Se alguém fizer uma análise da relação vida e obra dos meus contos publicados entre 2013 e 2019 vai chegar à conclusão que todas aquelas jovens mulheres tristes só pode significar que eu fui uma adolescente deprimida. Verdade? Bem, talvez sim. Mas tem mais que isso. Quando escrevi "Noites negras de Natal" para a nova edição do livro de contos do mesmo nome, eu usei a escrita como um exorcismo emocional sobre uma relação real que eu vivi. O que tem ali de verdade ou falso? (bom, já adianto que a viagem no tempo não é verdade.)
Essa é a beleza da escrita também: eu transformei uma das coisas mais difíceis que eu já passei em outra coisa. Eu nunca fiquei hospedada numa casa assustadora, nunca participei de uma competição de dança, não sei desenhar, não atirei ninguém de uma escada (que isso fique claro), nem fiquei internada num hospistal sob investigação da polícia. Ainda assim, o conto é sobre uma das coisas mais pessoais que já aconteceram comigo. Tenho dificuldade de reler porque ali estão os meus maiores medos, minhas maiores dores, de um jeito tão cru e exposto que me incomoda. Mas ainda é totalmente ficção. Como é que isso é possível?
Mas ao contar isso aqui para vocês agora eu criei um fator Taylor Swift: deixei explícito o link entre a minha vida e minha obra. Agora as pessoas vão poder procurar detalhes no conto e se perguntar se aqueles personagens são pessoas que eu conheci ao longo da vida. Ficar avaliando o que pode ser fato e o que só pode ser ficção.

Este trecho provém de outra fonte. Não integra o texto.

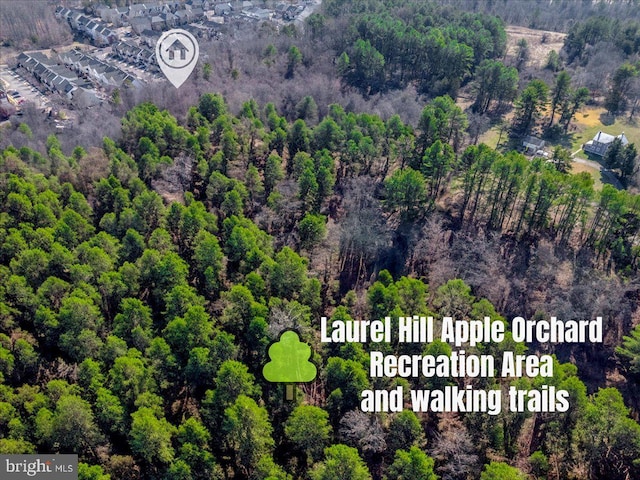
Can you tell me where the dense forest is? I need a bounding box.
[0,0,640,480]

Mas não deixo de pensar no quão empobrecedor esse processo é: nessa toada, não há espaço para pensar no efeito que o conto tem sobre leitores. O que te causa ler sobre aquele casal numa casa maldita, que dores suas vêm à tona? O que te vem à mente quando você ouve sobre o casal viajando de carro à noite em “Style”? O que tem sobre você ali também?
Escrever revela, mas ler também.
Para quem quer pensar em outros efeitos de ter sua vida atrelada à sua obra, tem esse episódio do podcast Lasciva Lua, em que entrevisto Lua Menezes sobre seu livro erótico de autoficção, Rio Profano.

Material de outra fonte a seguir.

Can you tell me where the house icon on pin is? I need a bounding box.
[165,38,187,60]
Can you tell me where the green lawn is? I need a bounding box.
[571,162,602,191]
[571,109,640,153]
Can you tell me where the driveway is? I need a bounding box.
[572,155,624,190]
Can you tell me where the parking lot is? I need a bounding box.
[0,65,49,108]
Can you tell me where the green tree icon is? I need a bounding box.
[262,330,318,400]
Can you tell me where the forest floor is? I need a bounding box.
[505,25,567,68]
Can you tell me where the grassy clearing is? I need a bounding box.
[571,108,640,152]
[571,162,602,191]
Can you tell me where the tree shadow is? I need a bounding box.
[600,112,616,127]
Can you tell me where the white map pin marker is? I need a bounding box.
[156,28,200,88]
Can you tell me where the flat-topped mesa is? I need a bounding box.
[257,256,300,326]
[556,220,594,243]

Perfeito, o texto! Principalmente porque eu amo Taylor Swift e fico um pouco assustada com o quanto as pessoas se tornam obcecadas pelos easter eggs e associam isso a vida dela e a sinais, verdades, coisas que ela não pode falar explicitamente, etc (depois que descobri o segmento de fãs que se intitula Gaylor então...). E embora eu ache sim legal associar as letras as pessoas, uma das coisas que mais amo é que muitas das letras são facilmente associadas a minha vida. Tanto que Folklore/Evermore é quase 100% fictício e ainda é perfeito.
Sobre a escrita, é ainda mais complexa essa associação pq a gente coloca pinguinhos da gente, mas expande para muito além, né? Tipo, quem escrever thriller não é um serial killer HAHAHAH... O povo não entende as vezes que escrever não é diário.
Nossa, esse conto é pesadíssimo, mas engraçado que quando eu li, mesmo sabendo toda a tua história por ser tua amiga, não fiquei catando no conto o que era você ou quem eram as pessoas, apenas li entrando nos sentimentos dos personagens do conto, apesar de saber que tinha várias coisas tuas ali. Acho que é como você disse, sim, escrita tem muito de quem escreve, mas não tudo. Ainda é ficção.
(E isso me fez lembrar daquele conto da Poliana que eu escrevi e fui taxada de radfem por algumas pessoas hahahaha... Eu hein, credo.)